Charles Barkley is one of the more outspoken people on sports television and that's what everyone loves about him. Barkley speaks his mind and doesn't hold back, which makes him the most entertaining member of the 'Inside the NBA' cast on TNT.
Barkley has spoken in the past about his dislike for some of the sports talk shows and he has had big issues with Skip Bayless, with Sir Charles even going so far as to say he'd kill the man. While that is definitely out of bounds to say something like that and there's no way he ever does it, it's fair to say, there is a reason why so many tend to dislike Bayless, as he tends to go overboard on his talk shows with his agendas.
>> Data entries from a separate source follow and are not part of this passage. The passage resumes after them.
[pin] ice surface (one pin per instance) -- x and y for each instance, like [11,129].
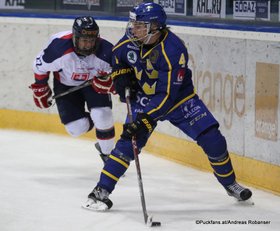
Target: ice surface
[44,179]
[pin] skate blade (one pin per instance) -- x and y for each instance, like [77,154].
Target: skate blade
[95,206]
[248,202]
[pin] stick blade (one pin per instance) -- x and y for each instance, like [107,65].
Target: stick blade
[151,223]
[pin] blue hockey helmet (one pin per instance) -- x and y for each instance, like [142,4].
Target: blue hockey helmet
[85,28]
[150,15]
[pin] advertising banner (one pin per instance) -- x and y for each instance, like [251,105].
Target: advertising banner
[244,9]
[209,8]
[267,100]
[128,3]
[257,9]
[80,4]
[263,9]
[12,4]
[175,7]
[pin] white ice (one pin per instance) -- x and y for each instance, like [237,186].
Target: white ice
[44,179]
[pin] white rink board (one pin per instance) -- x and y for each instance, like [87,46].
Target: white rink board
[224,67]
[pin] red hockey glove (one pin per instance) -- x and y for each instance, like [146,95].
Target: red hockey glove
[103,84]
[41,94]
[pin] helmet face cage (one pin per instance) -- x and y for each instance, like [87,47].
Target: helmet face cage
[151,16]
[85,29]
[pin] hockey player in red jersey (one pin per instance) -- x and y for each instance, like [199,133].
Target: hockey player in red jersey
[163,91]
[75,57]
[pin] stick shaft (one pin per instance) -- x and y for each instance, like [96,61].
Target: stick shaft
[136,158]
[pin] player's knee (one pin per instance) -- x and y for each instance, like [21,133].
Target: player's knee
[213,143]
[78,127]
[102,117]
[117,153]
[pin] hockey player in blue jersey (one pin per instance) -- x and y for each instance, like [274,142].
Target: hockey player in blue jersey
[75,57]
[162,89]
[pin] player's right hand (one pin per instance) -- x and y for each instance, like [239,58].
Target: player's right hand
[103,84]
[41,94]
[124,77]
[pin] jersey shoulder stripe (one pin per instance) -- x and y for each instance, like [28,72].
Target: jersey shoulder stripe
[104,51]
[60,45]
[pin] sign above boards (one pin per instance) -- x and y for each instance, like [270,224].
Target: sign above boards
[251,10]
[12,4]
[209,8]
[173,7]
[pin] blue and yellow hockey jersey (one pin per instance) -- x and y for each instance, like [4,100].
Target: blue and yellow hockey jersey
[162,72]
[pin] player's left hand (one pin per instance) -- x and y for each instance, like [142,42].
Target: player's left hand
[142,126]
[103,84]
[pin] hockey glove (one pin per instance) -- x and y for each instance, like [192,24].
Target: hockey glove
[142,126]
[41,94]
[124,77]
[103,84]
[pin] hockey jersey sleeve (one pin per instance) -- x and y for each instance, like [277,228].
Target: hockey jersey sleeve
[48,59]
[172,69]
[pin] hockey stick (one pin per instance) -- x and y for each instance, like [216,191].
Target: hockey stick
[73,89]
[148,219]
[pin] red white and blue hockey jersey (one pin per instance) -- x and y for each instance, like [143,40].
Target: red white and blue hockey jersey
[69,68]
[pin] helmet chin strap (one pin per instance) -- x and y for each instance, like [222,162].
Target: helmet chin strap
[149,36]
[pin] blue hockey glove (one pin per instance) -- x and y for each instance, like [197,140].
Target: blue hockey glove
[142,126]
[123,77]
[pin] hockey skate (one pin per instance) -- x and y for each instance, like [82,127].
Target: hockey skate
[98,200]
[238,191]
[103,156]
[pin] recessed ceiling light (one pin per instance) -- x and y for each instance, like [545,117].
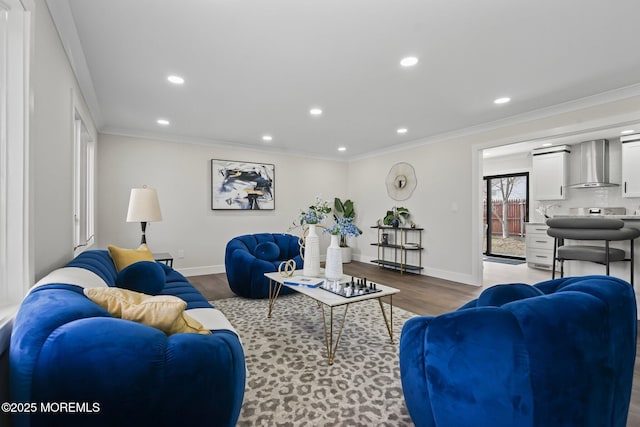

Barkley was recently on the 'Dan Patrick Show' where he said that these days greater importance is given to individual accomplishments than team success and he blamed some people on television for starting the trend.
(from the 9:10 mark):
"I’m not sure how it got to the point where it became an individual thing instead of a team thing. Unfortunately, a couple of people on television started this probably, and it actually been for the detriment of the NBA because nobody told Michael Jordan after four or five years, you got to get out of here; you’re not going to win a championship. So things started getting crazy with LeBron and he started listening to all the rumors about you gotta win to be successful and then he went to Miami. Then it happened next with KD so it started somewhere back then."
There can be little doubt that Bayless is one of the people that Barkley is talking about here. The topic of these television personalities being detrimental to the NBA has come up recently from another prominent voice as well. Kevin Durant also stated the same on Twitter a few days back, where he called out Bayless, Shannon Sharpe, and Stephen A. Smith for changing the game for the worse.
These guys are not going anywhere though, whether Barkley and KD like it or not. Many have also followed the example set by Bayless and giving out blazing hot takes is now the norm on television.